17. Naar het oordeel van de rechtbank komt aan de stelling van eiseres, die erop neerkomt dat zij met de overtreding geen economisch voordeel heeft genoten, niet de door haar gewenste betekenis toe. Niet in geschil is immers dat eiseres behoort tot de groep bedrijven waar de wetgever bij het vaststellen van het tarief van de boete het oog op heeft gehad, zoals hiervoor onder 16 is geschetst.

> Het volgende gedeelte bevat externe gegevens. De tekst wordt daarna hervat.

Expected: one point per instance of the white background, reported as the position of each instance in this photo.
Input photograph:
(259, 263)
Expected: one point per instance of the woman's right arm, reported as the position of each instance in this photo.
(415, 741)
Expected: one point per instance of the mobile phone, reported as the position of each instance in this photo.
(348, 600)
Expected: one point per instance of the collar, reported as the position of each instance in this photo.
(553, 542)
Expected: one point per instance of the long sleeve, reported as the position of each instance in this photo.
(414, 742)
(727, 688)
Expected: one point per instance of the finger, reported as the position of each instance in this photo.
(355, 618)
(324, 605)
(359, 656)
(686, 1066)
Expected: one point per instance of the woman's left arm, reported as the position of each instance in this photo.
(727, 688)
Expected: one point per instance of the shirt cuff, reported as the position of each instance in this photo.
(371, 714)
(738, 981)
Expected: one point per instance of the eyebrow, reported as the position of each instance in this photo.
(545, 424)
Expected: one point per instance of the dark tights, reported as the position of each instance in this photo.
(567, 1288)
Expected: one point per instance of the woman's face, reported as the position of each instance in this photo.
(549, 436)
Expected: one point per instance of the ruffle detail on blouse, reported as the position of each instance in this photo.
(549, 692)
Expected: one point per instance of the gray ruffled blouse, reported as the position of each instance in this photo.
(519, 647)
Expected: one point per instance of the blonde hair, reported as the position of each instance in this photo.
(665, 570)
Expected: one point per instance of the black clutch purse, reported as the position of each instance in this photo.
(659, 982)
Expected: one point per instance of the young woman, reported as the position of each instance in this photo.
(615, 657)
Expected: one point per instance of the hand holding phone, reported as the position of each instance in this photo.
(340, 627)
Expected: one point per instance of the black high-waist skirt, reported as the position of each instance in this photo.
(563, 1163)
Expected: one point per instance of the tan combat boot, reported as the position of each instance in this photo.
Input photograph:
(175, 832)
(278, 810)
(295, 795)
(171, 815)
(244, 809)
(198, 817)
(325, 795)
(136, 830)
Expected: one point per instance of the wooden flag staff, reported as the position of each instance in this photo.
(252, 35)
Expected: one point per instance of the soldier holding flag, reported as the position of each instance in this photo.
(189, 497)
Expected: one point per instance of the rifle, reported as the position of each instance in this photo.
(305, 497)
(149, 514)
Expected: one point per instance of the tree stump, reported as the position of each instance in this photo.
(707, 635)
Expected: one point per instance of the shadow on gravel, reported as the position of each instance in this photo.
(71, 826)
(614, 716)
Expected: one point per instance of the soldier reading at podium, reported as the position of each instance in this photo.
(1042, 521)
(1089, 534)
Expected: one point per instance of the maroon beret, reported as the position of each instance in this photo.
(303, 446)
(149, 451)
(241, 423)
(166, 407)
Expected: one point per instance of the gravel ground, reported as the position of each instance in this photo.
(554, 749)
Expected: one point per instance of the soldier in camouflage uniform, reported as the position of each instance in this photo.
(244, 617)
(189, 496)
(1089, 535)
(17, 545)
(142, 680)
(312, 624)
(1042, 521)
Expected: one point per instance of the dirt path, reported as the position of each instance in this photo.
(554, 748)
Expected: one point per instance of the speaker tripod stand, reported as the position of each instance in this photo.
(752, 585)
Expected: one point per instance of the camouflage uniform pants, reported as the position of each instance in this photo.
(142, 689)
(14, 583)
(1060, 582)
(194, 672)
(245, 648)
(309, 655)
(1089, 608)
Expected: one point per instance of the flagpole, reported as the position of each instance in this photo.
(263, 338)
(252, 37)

In de zaak die heeft geleid tot de genoemde uitspraak van 15 juli 2016 behoorde de appellante niet tot die groep bedrijven (zie rechtsoverweging 5.6 van die uitspraak) en heeft het CBb om die reden wel in aanmerking genomen wat het door de appellante genoten economisch voordeel was als gevolg van de overtreding. Daarin verschilt die zaak met deze zaak. Om die reden kan eiseres geen geslaagd beroep doen op die uitspraak. Bovendien heeft eiseres ook niet met stukken inzichtelijk gemaakt dat zij geen economisch voordeel heeft genoten als gevolg van de overtreding.
18. Verder volgt de rechtbank eiseres niet in haar stelling dat slechts sprake is van een administratieve vergissing en dat zij voldoende fosfaat heeft verwerkt. Hiervoor verwijst de rechtbank naar wat zij onder 11 heeft overwogen. De rechtbank ziet (dan ook) in de aard en ernst van de overtreding geen grond voor het oordeel dat de boete onevenredig hoog is. Daarbij neemt de rechtbank in aanmerking dat eiseres niet is nagegaan of de hoeveelheid dierlijke meststoffen waarop de overtreding betrekking heeft, daadwerkelijk is verwerkt.
19. Ook deze beroepsgrond slaagt niet.
20. Het beroep is ongegrond. Voor een proceskostenveroordeling bestaat geen aanleiding.